For new hires, I built a structured onboarding process and paired each person with a buddy for their first 90 days. The result was a team that maintained high morale through a period of extreme uncertainty and continued to deliver on time. They trusted each other because the relationships were built intentionally, not left to chance.
Make It Outlast You
The real test of a product practice isn't whether it works while the person who built it is there. It's whether it holds after they leave. This is the difference between building a team around yourself and building a capability the organization owns.
This means working through existing leaders rather than around them. Coaching the managers, not just the individual contributors. Embedding the practices into the organization's rhythms so they feel like how things work here, not like something an outside consultant introduced.
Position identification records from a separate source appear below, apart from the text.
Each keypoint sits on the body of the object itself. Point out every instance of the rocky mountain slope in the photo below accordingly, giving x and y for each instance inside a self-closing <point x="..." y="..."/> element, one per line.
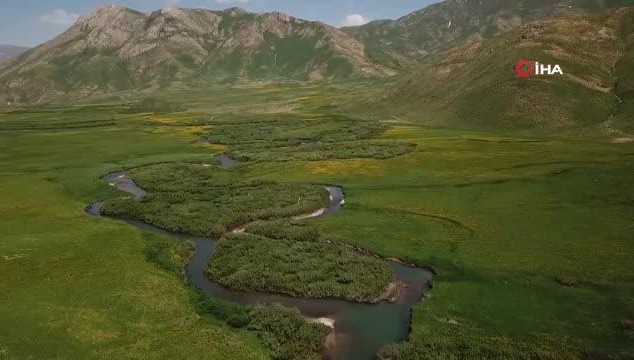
<point x="451" y="23"/>
<point x="116" y="48"/>
<point x="8" y="52"/>
<point x="476" y="86"/>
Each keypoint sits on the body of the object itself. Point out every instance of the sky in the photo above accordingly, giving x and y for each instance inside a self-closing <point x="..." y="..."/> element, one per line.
<point x="31" y="22"/>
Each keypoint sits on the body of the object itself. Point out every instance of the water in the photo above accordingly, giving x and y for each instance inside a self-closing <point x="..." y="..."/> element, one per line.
<point x="360" y="329"/>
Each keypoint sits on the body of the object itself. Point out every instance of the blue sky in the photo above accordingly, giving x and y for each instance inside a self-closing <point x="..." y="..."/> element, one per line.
<point x="31" y="22"/>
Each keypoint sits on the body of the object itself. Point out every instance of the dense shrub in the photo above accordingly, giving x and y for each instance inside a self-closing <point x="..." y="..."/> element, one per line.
<point x="298" y="268"/>
<point x="189" y="198"/>
<point x="286" y="333"/>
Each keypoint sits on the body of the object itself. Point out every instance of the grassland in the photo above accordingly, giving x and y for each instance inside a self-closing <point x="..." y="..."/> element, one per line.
<point x="72" y="286"/>
<point x="298" y="268"/>
<point x="206" y="200"/>
<point x="500" y="217"/>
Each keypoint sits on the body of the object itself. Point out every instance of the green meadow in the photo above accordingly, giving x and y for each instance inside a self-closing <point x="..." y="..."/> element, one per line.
<point x="531" y="236"/>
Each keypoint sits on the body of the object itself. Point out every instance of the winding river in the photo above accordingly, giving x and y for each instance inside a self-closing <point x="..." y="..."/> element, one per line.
<point x="359" y="330"/>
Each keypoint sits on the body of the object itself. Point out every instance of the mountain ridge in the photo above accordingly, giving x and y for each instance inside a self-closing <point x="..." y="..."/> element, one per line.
<point x="595" y="93"/>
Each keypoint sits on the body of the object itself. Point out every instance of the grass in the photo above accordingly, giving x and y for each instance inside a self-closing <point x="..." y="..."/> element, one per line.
<point x="204" y="200"/>
<point x="500" y="218"/>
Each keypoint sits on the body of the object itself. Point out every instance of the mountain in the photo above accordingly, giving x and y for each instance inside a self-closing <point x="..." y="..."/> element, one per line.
<point x="8" y="52"/>
<point x="475" y="86"/>
<point x="451" y="23"/>
<point x="116" y="48"/>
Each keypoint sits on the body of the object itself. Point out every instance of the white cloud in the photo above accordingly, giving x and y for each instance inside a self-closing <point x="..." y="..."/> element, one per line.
<point x="232" y="1"/>
<point x="354" y="20"/>
<point x="59" y="17"/>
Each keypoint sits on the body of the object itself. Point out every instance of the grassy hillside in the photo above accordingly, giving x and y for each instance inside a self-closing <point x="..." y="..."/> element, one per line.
<point x="476" y="87"/>
<point x="113" y="49"/>
<point x="453" y="23"/>
<point x="531" y="236"/>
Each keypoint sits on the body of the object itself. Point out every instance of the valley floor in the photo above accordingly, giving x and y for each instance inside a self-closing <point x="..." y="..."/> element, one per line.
<point x="531" y="236"/>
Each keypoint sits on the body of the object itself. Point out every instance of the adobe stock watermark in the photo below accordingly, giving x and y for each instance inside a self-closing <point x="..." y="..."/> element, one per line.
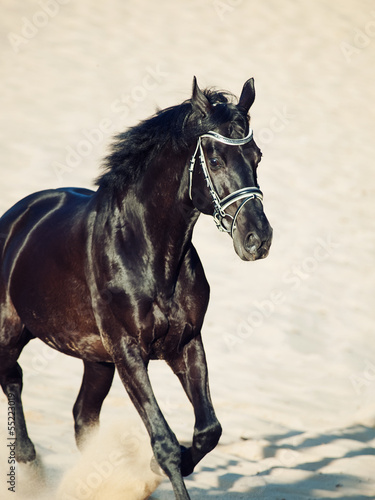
<point x="291" y="280"/>
<point x="361" y="39"/>
<point x="31" y="26"/>
<point x="120" y="109"/>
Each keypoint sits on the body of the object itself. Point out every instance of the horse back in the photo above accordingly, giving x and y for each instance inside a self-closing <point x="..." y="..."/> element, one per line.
<point x="42" y="264"/>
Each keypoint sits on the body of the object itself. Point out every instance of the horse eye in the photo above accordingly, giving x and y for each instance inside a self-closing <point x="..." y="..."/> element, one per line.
<point x="214" y="163"/>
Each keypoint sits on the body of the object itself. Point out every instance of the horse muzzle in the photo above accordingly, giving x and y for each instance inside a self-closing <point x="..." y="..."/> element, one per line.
<point x="254" y="244"/>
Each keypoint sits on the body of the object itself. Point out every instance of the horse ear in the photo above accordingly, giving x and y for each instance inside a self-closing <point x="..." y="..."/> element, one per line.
<point x="247" y="95"/>
<point x="199" y="100"/>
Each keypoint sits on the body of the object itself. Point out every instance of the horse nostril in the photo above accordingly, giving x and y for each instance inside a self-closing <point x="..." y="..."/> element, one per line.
<point x="252" y="242"/>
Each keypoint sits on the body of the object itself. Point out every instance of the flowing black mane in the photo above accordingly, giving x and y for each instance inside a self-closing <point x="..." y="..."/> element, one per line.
<point x="176" y="126"/>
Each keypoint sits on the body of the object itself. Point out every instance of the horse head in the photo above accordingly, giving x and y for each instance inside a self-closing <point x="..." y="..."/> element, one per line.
<point x="223" y="170"/>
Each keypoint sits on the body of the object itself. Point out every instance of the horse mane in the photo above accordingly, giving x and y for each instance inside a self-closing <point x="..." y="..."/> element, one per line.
<point x="176" y="126"/>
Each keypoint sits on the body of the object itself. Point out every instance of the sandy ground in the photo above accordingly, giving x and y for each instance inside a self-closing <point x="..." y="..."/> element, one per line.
<point x="289" y="340"/>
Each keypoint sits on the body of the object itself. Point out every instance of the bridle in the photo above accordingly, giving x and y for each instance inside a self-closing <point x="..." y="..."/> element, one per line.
<point x="246" y="194"/>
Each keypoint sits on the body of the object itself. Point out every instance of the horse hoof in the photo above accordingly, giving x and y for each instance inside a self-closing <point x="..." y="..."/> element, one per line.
<point x="187" y="465"/>
<point x="156" y="469"/>
<point x="25" y="453"/>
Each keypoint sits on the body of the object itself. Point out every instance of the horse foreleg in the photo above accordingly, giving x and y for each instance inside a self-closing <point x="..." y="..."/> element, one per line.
<point x="133" y="373"/>
<point x="191" y="369"/>
<point x="11" y="382"/>
<point x="96" y="382"/>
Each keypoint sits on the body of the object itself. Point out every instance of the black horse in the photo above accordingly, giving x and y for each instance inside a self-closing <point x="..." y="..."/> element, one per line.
<point x="112" y="277"/>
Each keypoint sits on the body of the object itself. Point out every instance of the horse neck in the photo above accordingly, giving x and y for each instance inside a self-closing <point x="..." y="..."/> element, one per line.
<point x="157" y="214"/>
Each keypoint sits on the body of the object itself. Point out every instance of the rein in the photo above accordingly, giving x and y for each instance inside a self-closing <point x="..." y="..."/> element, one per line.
<point x="246" y="194"/>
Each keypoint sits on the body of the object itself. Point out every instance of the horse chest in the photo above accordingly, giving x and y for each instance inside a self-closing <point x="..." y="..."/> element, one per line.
<point x="171" y="330"/>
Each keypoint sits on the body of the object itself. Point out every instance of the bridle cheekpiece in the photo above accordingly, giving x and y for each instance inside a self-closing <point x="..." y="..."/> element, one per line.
<point x="246" y="194"/>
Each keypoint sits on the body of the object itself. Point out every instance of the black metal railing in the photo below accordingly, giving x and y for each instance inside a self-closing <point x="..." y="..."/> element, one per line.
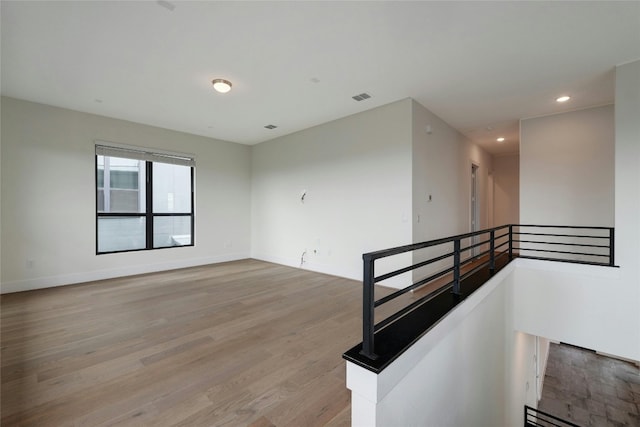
<point x="589" y="245"/>
<point x="461" y="256"/>
<point x="536" y="418"/>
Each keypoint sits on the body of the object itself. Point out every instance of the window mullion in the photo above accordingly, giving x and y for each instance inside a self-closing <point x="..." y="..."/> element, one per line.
<point x="149" y="204"/>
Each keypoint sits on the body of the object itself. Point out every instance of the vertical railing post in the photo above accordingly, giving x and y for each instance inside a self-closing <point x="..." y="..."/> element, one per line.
<point x="492" y="248"/>
<point x="456" y="267"/>
<point x="612" y="247"/>
<point x="510" y="242"/>
<point x="368" y="308"/>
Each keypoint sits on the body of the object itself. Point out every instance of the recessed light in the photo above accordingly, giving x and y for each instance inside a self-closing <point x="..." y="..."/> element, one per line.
<point x="361" y="97"/>
<point x="221" y="85"/>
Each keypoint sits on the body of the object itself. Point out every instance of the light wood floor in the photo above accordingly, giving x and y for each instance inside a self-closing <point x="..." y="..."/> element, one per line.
<point x="240" y="343"/>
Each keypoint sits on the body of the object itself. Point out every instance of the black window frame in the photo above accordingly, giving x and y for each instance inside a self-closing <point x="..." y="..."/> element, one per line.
<point x="149" y="215"/>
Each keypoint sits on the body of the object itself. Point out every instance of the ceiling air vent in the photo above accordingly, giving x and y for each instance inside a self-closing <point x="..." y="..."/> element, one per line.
<point x="361" y="97"/>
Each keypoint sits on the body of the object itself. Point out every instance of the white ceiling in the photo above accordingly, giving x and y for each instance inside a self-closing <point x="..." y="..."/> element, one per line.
<point x="480" y="66"/>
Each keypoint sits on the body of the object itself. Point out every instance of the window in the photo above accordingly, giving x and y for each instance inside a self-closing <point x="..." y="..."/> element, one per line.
<point x="143" y="200"/>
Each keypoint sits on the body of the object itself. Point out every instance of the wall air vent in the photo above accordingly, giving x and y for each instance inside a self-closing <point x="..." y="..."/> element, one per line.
<point x="361" y="97"/>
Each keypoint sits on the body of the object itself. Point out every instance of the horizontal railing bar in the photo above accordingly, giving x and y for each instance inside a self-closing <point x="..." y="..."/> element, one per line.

At a global retailer, the engagement was explicitly about establishing a product management function that the organization could sustain independently. I worked through an advocate leader, coaching managers on prioritization frameworks, building data-driven decision-making processes, and reducing the reliance on custom work that was consuming capacity.
The measure wasn't whether things worked while I was there. It was whether the team could articulate the operating model, defend their prioritization decisions, and run the cadences without prompting. A 52% improvement in team efficiency was the metric. The real outcome was a function that the organization understood, trusted, and could continue to develop on its own.
Building a product practice isn't about importing a framework. It's about listening to what's broken, hiring people who care, developing their judgment, and then getting out of the way.
I've done this five times across IoT, telecom, media, retail, and enterprise platforms. The industries are different. The organizational dynamics are different. But the pattern holds: define, hire, develop, sustain. Skip a stage and the practice collapses back into project management within a year.
This work has also shaped how I approach mentoring more broadly. Over 100 emerging product leaders through Pathrise, MentorCruise, and inside client organizations. The questions are the same whether you're standing up a practice at an enterprise or helping an individual figure out how to lead without positional authority.